Something she thought it was very strange. Yet, she had missed her that night. How was it possible? She thought. She will never play butterfly again with Papillon, she will never take her hand and make fun of Papillon’s tinny little non-existent nails anymore and that made Barbara very sad.
“It must have been after midnight when I put my head on the pillow then father came home. Had I been asleep I would have woken up anyway with such a noisy entrance father did when he got through the door. I wonder if the neighbours were awaken too with my father’s drunken and loud rambling. But…you didn’t wake up Papillon, you must have been very tired. I usually have to be very quiet when I go to bed because you wake up at the sightliest noise.”
Barbara stood in silence for a few minutes. The tic-toc of the clock seemed louder this time and the drops appeared to have gone down the glass as if in a rush.
“You know Papillon? The doctor said you left very early this morning. I think I may have heard you but I was too sleepy. I thought I was dreaming. I wish I was dreaming”. Barbara felt very tired and while looking at Papillon’s closed eyes she suddenly felt comforted and calm. Barbara knew she will miss her baby sister very much but she also knew she had gone to a much better place. Perhaps now she could really fly.
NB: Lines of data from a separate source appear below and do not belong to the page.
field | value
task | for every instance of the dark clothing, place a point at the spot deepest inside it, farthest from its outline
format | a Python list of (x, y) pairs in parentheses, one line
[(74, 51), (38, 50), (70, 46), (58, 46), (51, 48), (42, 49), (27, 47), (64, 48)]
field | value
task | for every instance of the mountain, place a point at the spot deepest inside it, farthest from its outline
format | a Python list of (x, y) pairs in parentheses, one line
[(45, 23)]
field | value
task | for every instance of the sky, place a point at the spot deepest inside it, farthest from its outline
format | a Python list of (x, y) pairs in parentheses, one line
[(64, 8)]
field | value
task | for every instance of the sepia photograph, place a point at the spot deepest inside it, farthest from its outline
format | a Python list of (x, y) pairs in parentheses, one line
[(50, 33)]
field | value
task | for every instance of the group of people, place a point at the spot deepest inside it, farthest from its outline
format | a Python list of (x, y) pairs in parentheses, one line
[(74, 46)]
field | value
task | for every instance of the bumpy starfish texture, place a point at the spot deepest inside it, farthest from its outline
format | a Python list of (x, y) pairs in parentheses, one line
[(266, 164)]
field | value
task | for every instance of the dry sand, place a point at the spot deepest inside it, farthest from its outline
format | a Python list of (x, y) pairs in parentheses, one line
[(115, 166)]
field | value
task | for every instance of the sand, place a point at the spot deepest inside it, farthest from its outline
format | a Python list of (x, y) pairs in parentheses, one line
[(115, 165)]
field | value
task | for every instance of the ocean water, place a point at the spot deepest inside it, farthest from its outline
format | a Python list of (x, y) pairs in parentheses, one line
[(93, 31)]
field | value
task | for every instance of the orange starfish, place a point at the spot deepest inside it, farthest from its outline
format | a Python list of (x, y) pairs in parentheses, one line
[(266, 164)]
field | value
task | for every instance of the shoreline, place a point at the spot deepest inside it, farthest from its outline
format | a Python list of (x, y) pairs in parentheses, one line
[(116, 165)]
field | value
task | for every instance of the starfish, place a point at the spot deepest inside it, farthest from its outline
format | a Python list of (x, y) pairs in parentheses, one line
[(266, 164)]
It was close to midday and the grey of the morning had turned yellow. Barbara was happy Mr Sun didn’t stand her up on that day. The drops of the window where slowly drying out and she though she had seen a butterfly flying outside the window. She did not want to say good-bye to Papillon but she knew she had to. Besides, Papillon will never leave her heart, she thought.
“You know I really liked playing with you Papillon, I really liked it”, she said, she kissed Papillon on her pink purple cold right cheek and held the tinny hand.
Barbara interrupted the path of a tear coming down her cheek with her sleeve and forced herself to leave the room. She had a long way to go.